Previous articles from Leiden & Leiden have addressed the importance of accurate disclosure of financial information in the process of filing for bankruptcy. This is necessary because a fundamental component of the bankruptcy process is a thorough disclosure of all of the debtor’s assets and income. However, simply disclosing what you presently own, and what you earn, may not be sufficient to receive the best possible benefit from a bankruptcy filing. It is important to not only identify property that you currently own, but also property that has been sold, transferred or returned in the years leading up to a bankruptcy filing. Likewise, the mere disclosure of income and monthly expenses alone –  without identifying creditors to whom debts have been repaid in the months leading up to bankruptcy – could prevent the receipt of a bankruptcy discharge. Either type of non-disclosure could lead to adverse consequences for both the debtor and those to whom the debtor’s funds were paid, or property transferred.


In the process of a bankruptcy consultation, a potential debtor will usually be asked if they have sold, given away or transferred any property within the two years prior to filing bankruptcy. Such information must be provided as part of a bankruptcy filing to make sure that a debtor has not consciously diverted property in order to shield it from his/her creditors or the bankruptcy court. A transfer may be voluntary, such as the sale of a home or trade in of a paid-off vehicle. Likewise, a transfer may be involuntary, such as the repossession of a vehicle, or transfer of property pursuant to a domestic relations case. Regardless of how the transfer is achieved, your bankruptcy attorney will need to know the details regarding the transfer, including the date of the transfer, the person or entity to whom the property was transferred, and any payment or consideration received in exchange for the transfer. One of the goals of a Chapter 7 bankruptcy trustee is to liquidate property for the benefit of creditors, so there is always a concern that a debtor may have taken steps to shift property ownership to a third party to shield it from the trustee.  Many debtors are unaware that the bankruptcy trustee can set aside a transfer in which the debtor did not receive reasonably equivalent value, or which appears to be done with the intent of evading creditors. One of the most common grounds for the federal charge of bankruptcy fraud is that debtors have sold or transferred property to family members or business partners with the intent of recovering the property once their bankruptcy proceedings have concluded. As a result, it is of the utmost importance that you be completely candid with your bankruptcy attorney when discussing such transfers.

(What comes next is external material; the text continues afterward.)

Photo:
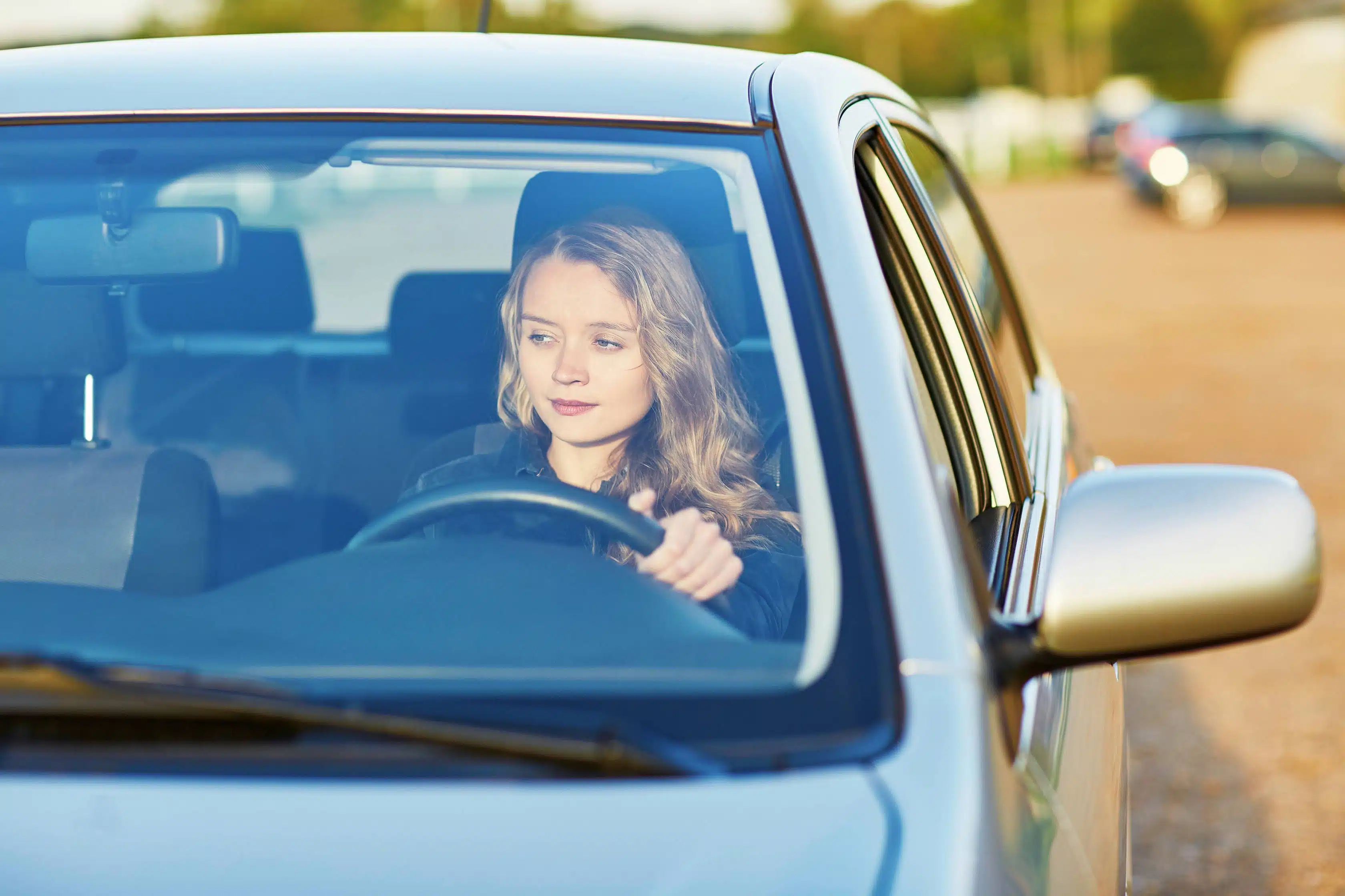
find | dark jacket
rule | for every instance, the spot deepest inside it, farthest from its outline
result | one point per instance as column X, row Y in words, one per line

Another cornerstone of the bankruptcy process (with certain exceptions beyond the scope of this article) is the equal treatment of creditors.  A common issue that arises in a bankruptcy case is the payment of debts in the time period leading up to bankruptcy. For instance, the repayment of loans to family members within a year prior to the filing of a bankruptcy case is considered a preferential payment, which the bankruptcy trustee may recover. There is no requirement that the loan that is being repaid has to be in writing. Paying off a traditional consumer debt, such as a credit card, within 90 days prior to filing a bankruptcy also creates a recoverable payment. In either circumstance, the bankruptcy trustee can sue the family member or commercial creditor, and seek to recover the funds that were paid. The money that is recovered is then distributed equally among all of the creditors participating in the case, ensuring equal treatment.  In a nutshell, the debtor is prevented from “playing favorites”, by favoring some creditors at the expense of others.  However, regular monthly payments, such as for an automobile payment or house payment, are generally not recoverable. If you have repaid any debts outside of the normal course of business within a year prior to your bankruptcy filing, notify your bankruptcy attorney to make sure that it will not create any complications for you, or for the individuals or businesses to whom the debts were paid.


As always, the key issue in bankruptcy is transparency. Many bankruptcy attorneys have been involved in cases where withheld information would not have been problematic if properly disclosed by the debtor in their bankruptcy petition.  However, the non-disclosure became a problem later on because the information was discovered by a creditor or bankruptcy trustee in some other manner, which then brought the debtor’s credibility into question..  In this age of technology and information sharing, it is very difficult to hide information from trustees and creditors.  Any information exchanged in a consultation with a bankruptcy attorney is subject to the duty of confidentiality, so there is no reason to withhold information, even if it is something that you may not consider to be material or important.  In this way, you can receive the best possible advice and not jeopardize the financial affairs of third parties.